Yamagata Masakage (山県 昌景) also known as Obu Masakage was a Japanese samurai warrior of the Sengoku period. He is known as one of the "Twenty-Four Generals of Takeda Shingen". He was famous for his red armour and skill in battle, and was a personal friend of Takeda Shingen. He was the younger brother of Obu Toramasa, who was also a retainer of Shingen, leading the famous "red fire unit" (derived from Shingen's slogan Fūrinkazan).

== Military legacy ==
Masakage was a fierce warrior who fought in many battles and was given a fief in Shinano. He was present at the Battle of Mimasetoge in 1569 and captured Yoshida Castle, a Tokugawa possession, during the Mikatagahara Campaign (1572–73).
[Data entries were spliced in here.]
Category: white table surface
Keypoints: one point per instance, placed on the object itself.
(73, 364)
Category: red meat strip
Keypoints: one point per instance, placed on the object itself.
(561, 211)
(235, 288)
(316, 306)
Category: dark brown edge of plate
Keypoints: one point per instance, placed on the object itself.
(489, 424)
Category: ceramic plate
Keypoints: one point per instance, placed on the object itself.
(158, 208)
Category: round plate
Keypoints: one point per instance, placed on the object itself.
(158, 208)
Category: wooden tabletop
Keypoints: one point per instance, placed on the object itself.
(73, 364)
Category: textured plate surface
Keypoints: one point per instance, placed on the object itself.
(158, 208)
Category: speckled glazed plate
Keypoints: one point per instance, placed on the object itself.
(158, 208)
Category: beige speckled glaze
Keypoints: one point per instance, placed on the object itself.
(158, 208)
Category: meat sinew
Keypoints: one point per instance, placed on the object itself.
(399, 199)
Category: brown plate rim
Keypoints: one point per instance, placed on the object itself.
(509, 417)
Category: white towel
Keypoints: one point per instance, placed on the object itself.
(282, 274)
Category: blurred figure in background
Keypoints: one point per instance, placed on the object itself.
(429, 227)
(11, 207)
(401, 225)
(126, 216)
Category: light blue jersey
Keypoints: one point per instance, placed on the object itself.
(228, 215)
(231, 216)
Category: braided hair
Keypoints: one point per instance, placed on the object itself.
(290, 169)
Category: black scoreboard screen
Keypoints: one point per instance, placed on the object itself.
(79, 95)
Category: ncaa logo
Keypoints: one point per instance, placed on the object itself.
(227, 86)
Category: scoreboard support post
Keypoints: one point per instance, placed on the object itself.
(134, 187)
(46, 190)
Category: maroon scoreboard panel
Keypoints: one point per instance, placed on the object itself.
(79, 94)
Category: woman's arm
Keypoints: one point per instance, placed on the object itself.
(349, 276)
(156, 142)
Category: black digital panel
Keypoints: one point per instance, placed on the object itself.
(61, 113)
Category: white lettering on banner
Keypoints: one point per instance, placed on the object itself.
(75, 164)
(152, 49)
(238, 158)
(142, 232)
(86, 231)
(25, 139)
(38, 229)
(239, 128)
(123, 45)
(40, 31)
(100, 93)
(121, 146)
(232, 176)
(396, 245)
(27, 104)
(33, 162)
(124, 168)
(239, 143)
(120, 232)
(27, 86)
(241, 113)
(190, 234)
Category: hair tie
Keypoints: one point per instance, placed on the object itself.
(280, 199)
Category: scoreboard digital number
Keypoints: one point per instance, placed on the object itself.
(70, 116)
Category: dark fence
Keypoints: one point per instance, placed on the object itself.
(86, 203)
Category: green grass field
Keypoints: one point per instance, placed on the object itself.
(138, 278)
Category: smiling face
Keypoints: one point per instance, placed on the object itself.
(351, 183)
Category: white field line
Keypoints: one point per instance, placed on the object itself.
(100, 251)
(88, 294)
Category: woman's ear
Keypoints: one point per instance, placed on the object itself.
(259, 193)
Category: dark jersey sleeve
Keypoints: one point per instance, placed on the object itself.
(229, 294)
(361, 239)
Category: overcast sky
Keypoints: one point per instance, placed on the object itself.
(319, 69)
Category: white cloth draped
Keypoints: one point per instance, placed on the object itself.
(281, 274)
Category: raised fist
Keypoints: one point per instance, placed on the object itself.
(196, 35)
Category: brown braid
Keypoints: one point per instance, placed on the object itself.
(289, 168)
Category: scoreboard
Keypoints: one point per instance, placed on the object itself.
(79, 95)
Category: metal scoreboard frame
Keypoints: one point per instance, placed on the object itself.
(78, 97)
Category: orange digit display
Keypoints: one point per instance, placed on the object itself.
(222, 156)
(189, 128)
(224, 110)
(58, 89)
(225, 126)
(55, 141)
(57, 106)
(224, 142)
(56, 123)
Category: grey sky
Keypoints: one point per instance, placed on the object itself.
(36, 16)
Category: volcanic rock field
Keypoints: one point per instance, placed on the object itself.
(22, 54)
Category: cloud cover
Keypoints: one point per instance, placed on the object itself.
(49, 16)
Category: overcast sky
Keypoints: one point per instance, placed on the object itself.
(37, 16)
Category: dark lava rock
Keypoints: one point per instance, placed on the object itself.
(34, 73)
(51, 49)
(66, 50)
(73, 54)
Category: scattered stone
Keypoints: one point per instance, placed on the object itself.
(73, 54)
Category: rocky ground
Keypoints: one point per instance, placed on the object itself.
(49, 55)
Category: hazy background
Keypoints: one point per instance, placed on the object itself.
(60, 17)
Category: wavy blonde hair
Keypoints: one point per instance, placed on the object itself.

He was present for the following Battle of Mikatagahara. His last campaign was in the ill-fated Battle of Nagashino in 1575, in which he tried to persuade Katsuyori to honorably withdraw.

Ii Naomasa of the Tokugawa clan gained the surviving retainers of the Takeda clan and more widely implemented the ideas of "Masakage's red-colored army," having several units of elite samurai in blood-red armor, to inflict fear and demoralization on enemy troops.

== Personal life ==
After his brother Obu Masatora committed seppuku as a cover for Takeda Yoshinobu's failed rebellion, Masakage changed his family name to Yamagata (he used the name Obu Masakage at first).

== In popular culture ==
Yamagata is one of the main characters in Akira Kurosawa's epic film Kagemusha.